Official TensorFlow implementation of ConvNeXt-ChARM: ConvNeXt-based Transform for Efficient Neural Image Compression.
Swin Transformer
ConvNeXt
Learning-based Codecs
Image Compression
TensorFlow
Please do not hesitate to open an issue to inform of any problem you may find within this repository. Also, you can email me for questions or comments.
- This repository is built upon the official TensorFlow implementation of Channel-Wise Autoregressive Entropy Models for Learned Image Compression. This baseline is referred to as Conv-ChARM
- We provide lightweight versions of the models by removing the latent residual prediction (LRP) transform and slicing latent means and scales, as done in the Tensorflow reimplementation of SwinT-ChARM from the original paper TRANSFORMER-BASED TRANSFORM CODING.
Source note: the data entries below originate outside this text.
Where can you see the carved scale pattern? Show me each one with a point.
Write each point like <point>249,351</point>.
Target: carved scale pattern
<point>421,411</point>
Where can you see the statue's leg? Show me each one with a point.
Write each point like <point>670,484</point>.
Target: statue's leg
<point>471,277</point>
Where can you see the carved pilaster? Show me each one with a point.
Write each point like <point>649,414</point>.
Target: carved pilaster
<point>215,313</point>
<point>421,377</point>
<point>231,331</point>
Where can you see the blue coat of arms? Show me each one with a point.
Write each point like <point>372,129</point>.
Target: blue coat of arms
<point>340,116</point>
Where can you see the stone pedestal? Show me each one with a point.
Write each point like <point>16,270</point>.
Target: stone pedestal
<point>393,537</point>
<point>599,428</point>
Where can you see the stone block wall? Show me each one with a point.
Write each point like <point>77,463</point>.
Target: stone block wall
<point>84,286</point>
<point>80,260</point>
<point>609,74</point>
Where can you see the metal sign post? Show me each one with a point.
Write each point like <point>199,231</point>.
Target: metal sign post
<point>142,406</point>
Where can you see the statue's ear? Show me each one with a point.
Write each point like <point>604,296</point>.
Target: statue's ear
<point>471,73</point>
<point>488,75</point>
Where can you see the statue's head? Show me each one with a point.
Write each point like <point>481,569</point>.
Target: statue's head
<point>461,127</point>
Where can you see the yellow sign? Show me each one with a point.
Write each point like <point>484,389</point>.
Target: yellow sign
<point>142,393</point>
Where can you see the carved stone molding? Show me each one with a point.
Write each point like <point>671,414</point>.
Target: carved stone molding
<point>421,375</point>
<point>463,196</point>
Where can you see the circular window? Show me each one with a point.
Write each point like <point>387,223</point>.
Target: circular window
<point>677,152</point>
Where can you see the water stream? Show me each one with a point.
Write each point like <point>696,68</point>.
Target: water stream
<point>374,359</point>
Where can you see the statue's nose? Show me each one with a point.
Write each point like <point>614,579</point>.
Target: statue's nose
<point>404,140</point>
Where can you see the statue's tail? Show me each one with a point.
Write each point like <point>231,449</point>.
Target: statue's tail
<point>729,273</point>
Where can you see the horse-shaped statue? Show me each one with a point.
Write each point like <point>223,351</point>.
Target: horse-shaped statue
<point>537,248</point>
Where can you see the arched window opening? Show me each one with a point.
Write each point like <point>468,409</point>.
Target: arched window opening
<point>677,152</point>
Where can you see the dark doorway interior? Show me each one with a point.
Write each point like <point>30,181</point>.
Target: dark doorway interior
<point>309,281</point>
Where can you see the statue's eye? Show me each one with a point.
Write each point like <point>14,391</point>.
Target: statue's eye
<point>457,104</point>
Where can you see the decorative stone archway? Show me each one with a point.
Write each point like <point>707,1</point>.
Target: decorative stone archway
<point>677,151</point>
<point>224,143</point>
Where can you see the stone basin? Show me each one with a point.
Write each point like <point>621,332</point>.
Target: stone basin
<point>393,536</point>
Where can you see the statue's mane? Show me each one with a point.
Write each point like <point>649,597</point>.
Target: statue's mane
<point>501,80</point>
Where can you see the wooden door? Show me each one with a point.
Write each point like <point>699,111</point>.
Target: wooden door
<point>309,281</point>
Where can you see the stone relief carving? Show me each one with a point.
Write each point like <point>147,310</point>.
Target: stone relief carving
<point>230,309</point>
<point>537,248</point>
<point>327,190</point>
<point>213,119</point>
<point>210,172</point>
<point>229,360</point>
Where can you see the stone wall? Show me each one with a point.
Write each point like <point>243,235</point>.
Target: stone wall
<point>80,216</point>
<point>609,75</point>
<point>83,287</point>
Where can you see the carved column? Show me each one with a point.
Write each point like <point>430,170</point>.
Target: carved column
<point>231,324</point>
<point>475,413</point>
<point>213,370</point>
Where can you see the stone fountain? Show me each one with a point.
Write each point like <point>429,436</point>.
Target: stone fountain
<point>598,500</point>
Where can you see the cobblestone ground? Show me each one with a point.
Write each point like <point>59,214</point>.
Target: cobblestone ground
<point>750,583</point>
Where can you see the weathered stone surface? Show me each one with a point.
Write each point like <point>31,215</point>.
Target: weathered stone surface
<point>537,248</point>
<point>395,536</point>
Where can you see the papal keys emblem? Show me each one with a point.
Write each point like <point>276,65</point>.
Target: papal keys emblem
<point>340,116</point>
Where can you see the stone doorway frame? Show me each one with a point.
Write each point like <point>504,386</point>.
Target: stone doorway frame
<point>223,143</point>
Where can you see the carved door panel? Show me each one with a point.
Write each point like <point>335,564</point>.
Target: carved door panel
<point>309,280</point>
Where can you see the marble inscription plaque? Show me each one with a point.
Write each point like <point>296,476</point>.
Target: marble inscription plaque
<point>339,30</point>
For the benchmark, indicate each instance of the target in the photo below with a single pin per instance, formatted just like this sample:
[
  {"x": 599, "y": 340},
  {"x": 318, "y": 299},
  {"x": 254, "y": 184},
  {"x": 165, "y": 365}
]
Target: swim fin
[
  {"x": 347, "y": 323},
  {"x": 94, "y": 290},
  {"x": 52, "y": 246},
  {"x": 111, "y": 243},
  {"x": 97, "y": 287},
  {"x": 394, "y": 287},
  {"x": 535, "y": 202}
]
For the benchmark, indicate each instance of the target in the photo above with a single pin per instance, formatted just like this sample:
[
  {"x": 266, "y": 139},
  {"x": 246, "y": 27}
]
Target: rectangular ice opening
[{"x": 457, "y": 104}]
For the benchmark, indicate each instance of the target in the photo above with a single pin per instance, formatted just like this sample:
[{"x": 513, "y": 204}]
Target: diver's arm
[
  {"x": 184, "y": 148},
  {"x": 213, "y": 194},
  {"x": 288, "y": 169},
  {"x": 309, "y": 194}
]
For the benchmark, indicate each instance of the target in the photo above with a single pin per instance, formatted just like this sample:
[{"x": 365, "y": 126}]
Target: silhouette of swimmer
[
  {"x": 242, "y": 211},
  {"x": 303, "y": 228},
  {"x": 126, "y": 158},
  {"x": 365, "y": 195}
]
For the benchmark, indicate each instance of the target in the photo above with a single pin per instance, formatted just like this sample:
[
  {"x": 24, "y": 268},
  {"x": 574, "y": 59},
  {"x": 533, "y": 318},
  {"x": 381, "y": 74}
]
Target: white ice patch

- Refer to the TensorFlow Compression (TFC) library to build your own ML models with end-to-end optimized data compression built in.
- Refer to the API documentation for a complete classes and functions description of the TensorFlow Compression (TFC) library.
Python >= 3.6
tensorflow_compression
tensorflow_datasets
tensorflow_addons
einops
All packages used in this repository are listed in requirements.txt. To install those, run:
pip install -r requirements.txt
convnext-charm
│
├── conv-charm.py # Conv-ChARM Model
├── conv-charm_lrp.py # Conv-ChARM Model with latent residual prediction (LRP)
├── convnext-charm.py # ConvNeXt-ChARM Model
├── convnext-charm_lrp.py # ConvNeXt-ChARM Model with latent residual prediction (LRP)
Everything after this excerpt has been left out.